A alta administração da GCE, em intervalos por ela predeterminados, analisa criticamente o sistema de gestão ambiental, para assegurar-se de sua conveniência, adequação e eficácia contínuas. Esse processo de análise crítica, independentemente da implementação do sistema ISO 14000, procura assegurar-se de que as informações necessárias sejam coletadas, de modo a permitir à administração proceder a essa avaliação. Essa análise crítica é documentada e aborda a eventual necessidade de alterações na política, objetivos e outros elementos do sistema de gestão ambiental, da mudança das circunstâncias e do comprometimento com a melhoria contínua.

A GCE estabelece e mantém programa e procedimentos para auditorias periódicas do sistema de gestão ambiental e de responsabilidade social a serem realizadas de forma a:

• Determinar se o sistema de gestão ambiental e de responsabilidade social está em conformidade com as disposições planejadas para a gestão ambiental;
• Fornecer à administração informações sobre resultados das auditorias.

O programa de auditoria da organização, inclusive o cronograma, deve basear-se na importância ambiental da atividade envolvida e nos resultados de auditorias anteriores. Para serem abrangentes, os procedimentos de auditoria devem considerar o escopo da auditoria, sua frequência e as metodologias utilizadas, bem como as responsabilidades e os requisitos relativos à condução de auditorias e à apresentação dos resultados.

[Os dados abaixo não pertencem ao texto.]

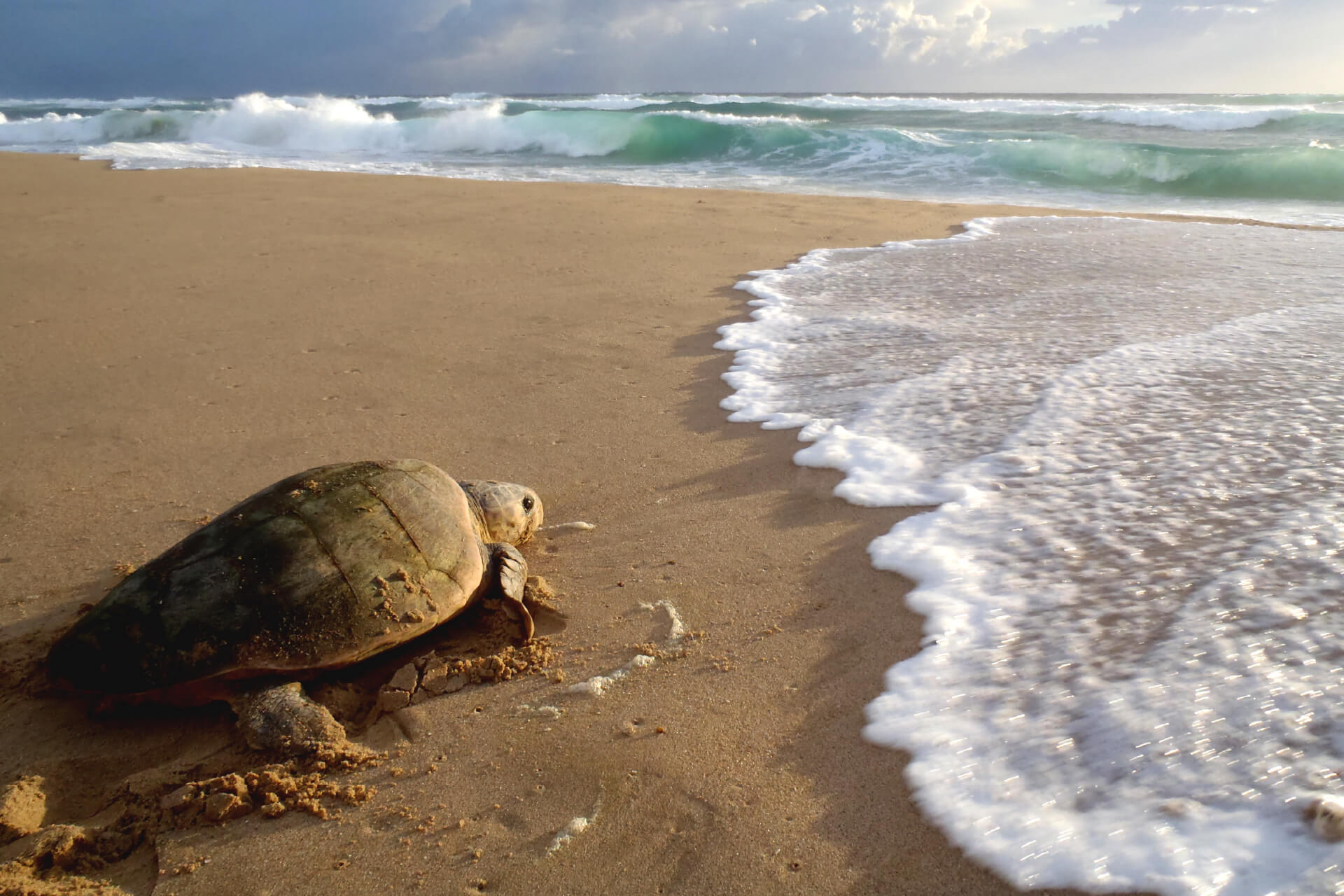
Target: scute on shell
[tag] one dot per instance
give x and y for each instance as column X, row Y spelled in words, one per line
column 316, row 571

A auditoria ambiental segue a metodologia vigente na empresa e leva em conta a aderência aos preceitos estabelecidos na norma NBR ISO 14000, conforme explicitados a seguir.

Requisitos gerais

 
A especificação ISO 14000 baseia-se na premissa de que a organização, periodicamente, analisa criticamente e avalia seu sistema de gestão ambiental de forma a identificar oportunidades de melhoria e sua implementação. O sistema de gestão ambiental adotado fornece um processo estruturado para atingir a melhoria contínua, cujo ritmo e amplitude são determinados pela organização à luz de circunstâncias econômicas e outras. Embora alguma melhoria no desempenho ambiental possa ser esperada devido à adoção de uma abordagem sistemática, entende-se que o sistema de gestão ambiental é uma ferramenta que permite à organização atingir, e sistematicamente controlar, o nível de desempenho ambiental por ela mesma estabelecido.

O estabelecimento e operação do sistema de gestão ambiental, por si só, não resultará, necessariamente, na redução imediata de impactos ambientais adversos. A organização tem liberdade e flexibilidade para definir seus limites e pode optar pela implementação da ISO em sua totalidade ou para unidades operacionais ou atividades específicas da organização. Caso seja implementada para uma unidade operacional ou
atividade específica, políticas e procedimentos desenvolvidos por outros setores da organização podem ser utilizados para atendimento aos requisitos da mesma, desde que sejam aplicáveis à unidade operacional ou atividade específica que estará sujeita à norma.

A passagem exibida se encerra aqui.